When Can I Start Dating?

A question I often receive from clients beginning the divorce process is whether they can begin dating. The answer to this question is always specific to that client’s situation, but, overall when considering whether to start dating, during your divorce proceeding, here are some considerations:

  • What type of “dating” behavior is problematic to a divorce proceeding? Typically, when in a divorce proceeding, cohabitating with a new significant other, introducing a new significant other to children early in the new relationship, and continuing a relationship with an individual with whom you had an extramarital affair, can complicate divorce proceedings or jeopardize a litigant’s position in their case.
  • Is my spouse making allegations that I had an affair that resulted in the breakdown of the marriage? In Missouri, proof of marital misconduct can affect the distribution of property and debt, so depending upon one’s goal in dividing marital assets this can be an issue.
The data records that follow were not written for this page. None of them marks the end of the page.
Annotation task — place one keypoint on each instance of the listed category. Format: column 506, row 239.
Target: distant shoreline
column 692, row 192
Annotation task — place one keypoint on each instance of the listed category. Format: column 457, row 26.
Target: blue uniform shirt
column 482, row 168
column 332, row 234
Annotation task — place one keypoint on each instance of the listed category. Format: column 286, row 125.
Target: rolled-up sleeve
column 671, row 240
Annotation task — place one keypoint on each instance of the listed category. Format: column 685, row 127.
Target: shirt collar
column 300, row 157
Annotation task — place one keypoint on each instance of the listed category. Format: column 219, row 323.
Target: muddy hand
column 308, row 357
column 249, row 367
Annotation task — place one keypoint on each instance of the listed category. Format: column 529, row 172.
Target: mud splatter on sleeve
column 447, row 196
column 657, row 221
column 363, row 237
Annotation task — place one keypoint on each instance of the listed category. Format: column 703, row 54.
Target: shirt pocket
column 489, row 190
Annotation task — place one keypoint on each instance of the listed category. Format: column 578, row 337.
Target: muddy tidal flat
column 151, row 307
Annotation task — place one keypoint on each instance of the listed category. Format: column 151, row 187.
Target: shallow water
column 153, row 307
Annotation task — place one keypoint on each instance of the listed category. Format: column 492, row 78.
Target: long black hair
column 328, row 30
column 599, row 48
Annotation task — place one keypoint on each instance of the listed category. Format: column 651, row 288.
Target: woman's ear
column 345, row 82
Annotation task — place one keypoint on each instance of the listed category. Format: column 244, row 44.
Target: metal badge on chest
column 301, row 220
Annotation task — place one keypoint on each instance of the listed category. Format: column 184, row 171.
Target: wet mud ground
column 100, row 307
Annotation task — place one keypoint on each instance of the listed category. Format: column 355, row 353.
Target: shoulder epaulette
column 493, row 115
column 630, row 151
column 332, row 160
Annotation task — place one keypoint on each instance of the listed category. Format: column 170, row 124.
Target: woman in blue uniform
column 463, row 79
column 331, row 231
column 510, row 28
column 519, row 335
Moreover, if you are in a contested or high conflict dissolution case, use common sense and do not engage in conduct that will cast you in a negative light. Judges are human, and sometimes when a litigant has engaged in unsavory behavior, although it is not relevant to the proceeding, it will cast that litigant in a negative light. Only you know how much you have to lose (or gain) financially from your divorce proceeding- don’t set yourself up for failure by flaunting an extramarital affair.
  • Am I requesting maintenance or is my spouse requesting maintenance? Lavishing expensive presents, trips, meals out, or financially contributing to the household of a new boyfriend/ girlfriend during your divorce can be problematic. Remember your bank records and credit card statements are easily obtainable- leaving a trail that demonstrates disposable income for a new love can come back to haunt you.
  • Is there a custody battle? Introducing a new significant other to children is always a difficult, but if you are in the midst of a contested custody case, it takes on new considerations. Introducing your children to a new love interest will introduce that individual to your spouse, who will discover that individual’s criminal history, driving record, social habits, etc. It is important to consider these ramifications prior to introductions! Finding out from your spouse’s attorney that your new significant other has a criminal history, or a sordid past, is not a pleasant surprise or productive to your custody case.